New Jersey Gov. Chris Christie was "telling it like it is" when it comes to drug addiction Saturday morning while stumping in New Hampshire, crediting his pro-life stance for how he approaches drug issues differently as a presidential candidate.
During the morning town hall, Christie recounted several stories of people addicted with various drugs, including his own mother who Christie said was addicted to nicotine. According to the Republican presidential contender, the first thing to do to counter a growing drug problem is to "lift the stigma" associated with drug use and approach it from a pro-life position.
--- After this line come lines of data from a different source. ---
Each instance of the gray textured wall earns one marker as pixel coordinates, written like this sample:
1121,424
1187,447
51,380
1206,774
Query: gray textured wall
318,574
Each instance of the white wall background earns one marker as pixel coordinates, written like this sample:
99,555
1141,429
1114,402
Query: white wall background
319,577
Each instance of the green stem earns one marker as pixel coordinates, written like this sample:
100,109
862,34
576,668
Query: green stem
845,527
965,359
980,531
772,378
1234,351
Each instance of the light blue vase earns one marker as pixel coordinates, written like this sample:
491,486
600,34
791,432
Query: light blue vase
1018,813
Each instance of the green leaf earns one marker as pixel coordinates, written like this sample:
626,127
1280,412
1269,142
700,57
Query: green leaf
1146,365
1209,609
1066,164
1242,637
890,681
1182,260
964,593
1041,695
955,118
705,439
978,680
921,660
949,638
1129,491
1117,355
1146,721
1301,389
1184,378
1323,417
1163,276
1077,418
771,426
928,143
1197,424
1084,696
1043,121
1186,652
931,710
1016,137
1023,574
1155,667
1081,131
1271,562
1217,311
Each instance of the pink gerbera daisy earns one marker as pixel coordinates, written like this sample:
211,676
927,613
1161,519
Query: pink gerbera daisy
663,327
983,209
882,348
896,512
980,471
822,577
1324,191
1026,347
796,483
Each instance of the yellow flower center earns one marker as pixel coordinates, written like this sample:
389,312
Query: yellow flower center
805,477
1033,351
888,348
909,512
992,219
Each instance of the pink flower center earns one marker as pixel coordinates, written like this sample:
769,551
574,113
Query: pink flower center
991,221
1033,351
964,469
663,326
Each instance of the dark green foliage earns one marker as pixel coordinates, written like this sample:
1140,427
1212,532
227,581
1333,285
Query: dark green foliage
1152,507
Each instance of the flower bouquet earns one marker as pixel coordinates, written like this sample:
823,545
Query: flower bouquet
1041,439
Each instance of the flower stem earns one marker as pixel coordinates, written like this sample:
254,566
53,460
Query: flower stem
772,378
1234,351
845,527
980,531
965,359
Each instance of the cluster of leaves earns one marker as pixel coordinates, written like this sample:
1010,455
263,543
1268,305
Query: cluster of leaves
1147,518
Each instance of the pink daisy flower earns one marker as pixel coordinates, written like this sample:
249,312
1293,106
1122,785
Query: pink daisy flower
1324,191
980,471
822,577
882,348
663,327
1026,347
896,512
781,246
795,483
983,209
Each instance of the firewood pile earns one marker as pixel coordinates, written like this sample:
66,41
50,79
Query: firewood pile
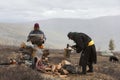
43,64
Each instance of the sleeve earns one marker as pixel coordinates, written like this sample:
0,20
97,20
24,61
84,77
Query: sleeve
79,44
29,36
43,35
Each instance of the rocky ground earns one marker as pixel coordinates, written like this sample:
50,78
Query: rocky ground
103,70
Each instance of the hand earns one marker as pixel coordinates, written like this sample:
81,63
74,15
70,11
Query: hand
28,40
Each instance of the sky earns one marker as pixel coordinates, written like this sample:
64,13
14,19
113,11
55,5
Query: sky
32,10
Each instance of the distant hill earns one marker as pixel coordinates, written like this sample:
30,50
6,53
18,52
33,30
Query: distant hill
100,29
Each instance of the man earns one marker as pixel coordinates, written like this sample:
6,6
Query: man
36,36
85,45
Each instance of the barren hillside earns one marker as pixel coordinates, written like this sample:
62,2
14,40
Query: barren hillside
103,70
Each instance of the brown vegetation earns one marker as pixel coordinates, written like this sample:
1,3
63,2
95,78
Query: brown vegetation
103,70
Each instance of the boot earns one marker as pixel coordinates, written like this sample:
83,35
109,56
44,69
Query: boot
90,68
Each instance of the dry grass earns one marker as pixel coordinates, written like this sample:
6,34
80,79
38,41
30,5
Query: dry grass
104,70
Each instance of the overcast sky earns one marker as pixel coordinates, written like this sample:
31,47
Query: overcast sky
32,10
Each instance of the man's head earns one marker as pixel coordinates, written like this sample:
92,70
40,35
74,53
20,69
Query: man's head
36,26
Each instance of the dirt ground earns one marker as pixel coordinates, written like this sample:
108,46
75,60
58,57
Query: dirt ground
103,70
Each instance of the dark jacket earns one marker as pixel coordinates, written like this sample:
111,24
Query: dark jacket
36,40
88,54
37,32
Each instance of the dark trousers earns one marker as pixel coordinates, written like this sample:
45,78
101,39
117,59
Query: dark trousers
84,68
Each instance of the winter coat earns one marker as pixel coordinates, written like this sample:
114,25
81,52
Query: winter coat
88,53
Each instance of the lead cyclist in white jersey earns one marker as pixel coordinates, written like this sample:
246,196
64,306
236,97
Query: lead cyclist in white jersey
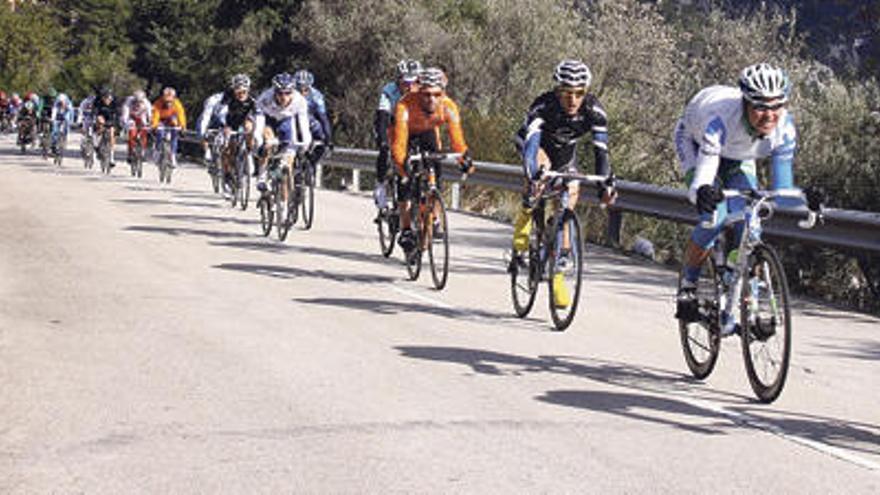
723,131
"It's easy, in my opinion, to be pro-life when they're in the womb. We gotta be pro-life beyond that first nine months. If we're pro-life, we got to be pro-life for the whole life," Christie said, joking that it's easier to be pro-life when a child hasn't been born and disappointed their parents yet.
"I'm pro-life for the 16-year-old teenage girl who's lying on the floor of the county lock-up addicted to heroin," Christie continued, reiterating his recent rhetoric on the issue. "Her life is just as precious and just as much a gift from God as the life in the womb."
CONCORD, NH - NOVEMBER 6: Republican Presidential candidate Chris Christie (R-NJ) files paperwork for the New Hampshire primary at the State House November 6, 2015 in Concord, New Hampshire. (Photo by Darren McCollester/Getty Images)
Christie said he's going to use the phrase, "there but for the grace of God go I," when addressing the issue.
"If we believe that in our hearts, then we're going to start treating this problem differently," Christie said, adding that he's "tired of being lives wasted."
While he contended that the "war on drugs" was "well-intentioned," Christie also called it a failure.
"I'd say that the last 30 years, the last 35 years, of the 'war on drugs' has been a failure," Christie said. "It was well-intentioned, well-intentioned. Nancy Reagan saying, 'just say no,' — well-intentioned. Us incarcerating people over and over again — well-intentioned."
"We didn't understand what we understand now — this is a disease," Christie continued. "It's an addiction, it's a disease and it needs to be treated."
Christie argued that eradicating the drug problem does not mean the legalization of drugs such a marijuana as he drew a harsh line between himself and fellow Republican presidential candidate Kentucky Sen. Rand Paul. While both have focused on the "war on drugs" during their campaigns, Christie has made it known that he does not support the legalization of marijuana — a different position from that of Paul's.
"I'm not for legalizing drugs because it sends exactly the wrong message to people, and marijuana is a gateway drug, and it does lead to other things, and it does lead to an inability to focus and be productive," Christie said.
Christie said he supports incarcerating people who commit violent acts or people who sell drugs for a profit. The New Jersey governor touted his state's plan of sending first-time, nonviolent offenders to a mandatory one-year in-patient treatment facility instead of prison, something he said has lowered the state's prison population and gives him the opportunity to potentially close a state prison in the upcoming year.
"'Just say no' is not enough. You have to say more," Christie said.
According to Real Clear Politics, Christie is polling at 4.5 percent of New Hampshire Republican primary voters — behind Donald Trump, Ben Carson, Florida Sen. Marco Rubio, Ohio Gov. John Kasich, former Florida Gov. Jeb Bush, Texas Sen. Ted Cruz and Carly Fiorina.